La sortie de Moi, Fadi, le frère volé par Riad Sattouf est l’occasion de relire toute la série de L’Arabe du futur. Tome 1 : Une jeunesse au Moyen-Orient (1978-1984) L’auteur de BD Riad Sattouf est né en 1978 d’un père Syrien, Abdel-Razak, et d’une mère française, Clémentine, qui se sont connus à l’université à Paris. A deux ans le petit Riad est un enfant charmant aux cheveux blonds, très vite considéré par son entourage comme doué en dessin. Après avoir obtenu son doctorat, Abdel enseigne d’abord à l’université de Tripoli puis à Damas. En cours de route la famille s’agrandit d’un petit frère, Yahya.
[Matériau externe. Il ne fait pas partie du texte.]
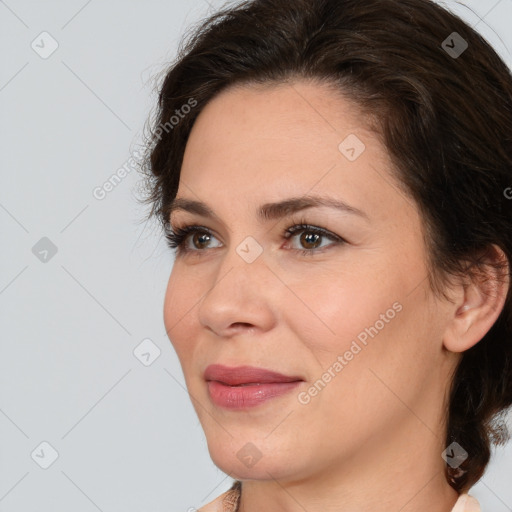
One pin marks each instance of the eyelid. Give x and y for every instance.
(180, 234)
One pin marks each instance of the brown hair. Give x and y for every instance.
(445, 117)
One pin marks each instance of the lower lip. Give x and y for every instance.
(242, 397)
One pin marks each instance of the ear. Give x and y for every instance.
(478, 302)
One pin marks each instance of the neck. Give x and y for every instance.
(386, 475)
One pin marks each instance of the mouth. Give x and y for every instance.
(246, 375)
(243, 387)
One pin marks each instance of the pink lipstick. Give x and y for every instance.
(242, 387)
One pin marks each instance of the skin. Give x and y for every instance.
(372, 438)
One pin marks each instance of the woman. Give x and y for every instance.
(334, 177)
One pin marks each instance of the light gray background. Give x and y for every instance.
(126, 434)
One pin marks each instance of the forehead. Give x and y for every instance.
(272, 142)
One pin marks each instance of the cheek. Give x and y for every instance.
(178, 310)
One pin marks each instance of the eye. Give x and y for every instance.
(201, 236)
(177, 238)
(310, 237)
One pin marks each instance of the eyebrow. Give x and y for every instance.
(270, 211)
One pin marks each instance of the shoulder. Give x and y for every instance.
(218, 504)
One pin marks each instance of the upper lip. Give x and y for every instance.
(235, 375)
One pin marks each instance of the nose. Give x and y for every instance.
(239, 297)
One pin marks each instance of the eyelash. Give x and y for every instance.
(176, 238)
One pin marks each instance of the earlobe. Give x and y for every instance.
(479, 303)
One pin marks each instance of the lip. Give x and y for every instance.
(242, 387)
(236, 375)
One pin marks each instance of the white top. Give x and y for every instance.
(465, 503)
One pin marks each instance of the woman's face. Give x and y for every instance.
(348, 314)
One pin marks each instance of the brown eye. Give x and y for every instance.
(202, 240)
(310, 240)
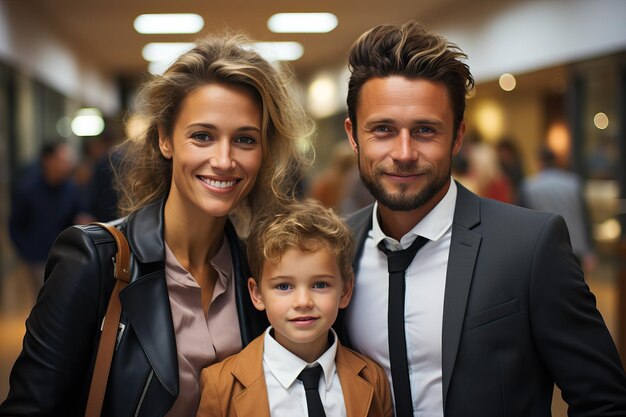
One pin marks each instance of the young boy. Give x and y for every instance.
(301, 263)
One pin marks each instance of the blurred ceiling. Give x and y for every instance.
(101, 31)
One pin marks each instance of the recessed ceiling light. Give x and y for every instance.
(168, 23)
(279, 51)
(164, 51)
(88, 122)
(302, 22)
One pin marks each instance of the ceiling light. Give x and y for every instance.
(168, 23)
(302, 22)
(279, 51)
(165, 51)
(507, 82)
(601, 121)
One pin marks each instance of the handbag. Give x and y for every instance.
(110, 324)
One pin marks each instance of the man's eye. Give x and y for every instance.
(201, 136)
(425, 129)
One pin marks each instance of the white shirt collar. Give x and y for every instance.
(286, 366)
(433, 226)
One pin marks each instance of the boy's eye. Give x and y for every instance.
(425, 130)
(201, 136)
(246, 140)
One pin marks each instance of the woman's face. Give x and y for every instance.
(215, 149)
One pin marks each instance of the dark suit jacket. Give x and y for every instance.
(518, 316)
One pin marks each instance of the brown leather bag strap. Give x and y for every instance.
(111, 321)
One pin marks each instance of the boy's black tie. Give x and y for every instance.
(398, 262)
(310, 377)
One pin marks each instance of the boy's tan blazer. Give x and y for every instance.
(236, 386)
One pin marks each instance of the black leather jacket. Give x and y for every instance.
(52, 374)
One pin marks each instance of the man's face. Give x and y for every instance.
(405, 141)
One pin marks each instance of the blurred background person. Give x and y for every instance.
(45, 202)
(103, 197)
(557, 190)
(486, 173)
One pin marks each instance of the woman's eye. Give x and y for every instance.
(246, 140)
(425, 129)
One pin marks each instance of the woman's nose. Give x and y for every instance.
(222, 156)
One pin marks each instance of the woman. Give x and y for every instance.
(220, 142)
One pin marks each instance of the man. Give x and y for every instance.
(559, 191)
(495, 308)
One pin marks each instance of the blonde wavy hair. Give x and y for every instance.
(304, 225)
(144, 175)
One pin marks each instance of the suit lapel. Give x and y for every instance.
(357, 393)
(252, 400)
(464, 247)
(146, 304)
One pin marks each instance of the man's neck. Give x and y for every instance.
(397, 223)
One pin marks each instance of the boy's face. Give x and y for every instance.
(302, 294)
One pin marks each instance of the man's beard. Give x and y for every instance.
(401, 201)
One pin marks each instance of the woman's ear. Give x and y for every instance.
(164, 145)
(255, 294)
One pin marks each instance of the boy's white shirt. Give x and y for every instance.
(281, 369)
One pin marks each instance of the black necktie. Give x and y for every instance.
(398, 262)
(310, 377)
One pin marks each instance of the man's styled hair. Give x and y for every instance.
(408, 51)
(304, 225)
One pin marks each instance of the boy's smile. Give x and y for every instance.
(301, 294)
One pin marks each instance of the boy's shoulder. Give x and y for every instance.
(241, 364)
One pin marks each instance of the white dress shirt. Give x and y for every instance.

Dans ce premier tome l’auteur nous raconte sa petite enfance en Libye et en Syrie où la famille habite au village du père, près de Homs. Ce qui me frappe c’est la grande violence de la société syrienne. Les inégalités sociales sont grandes. Ceux qui ont un peu de pouvoir en profitent pour maltraiter ceux qui en ont moins. Celui qui a de l’autorité humilie celui qui est sous ses ordres, les adultes frappent les enfants, les enfants se battent entre eux et martyrisent les animaux. En sa qualité d’étranger aux cheveux blonds Riad est harcelé par ses cousins et traité de sale Juif sous l’oeil indifférent de sa famille paternelle.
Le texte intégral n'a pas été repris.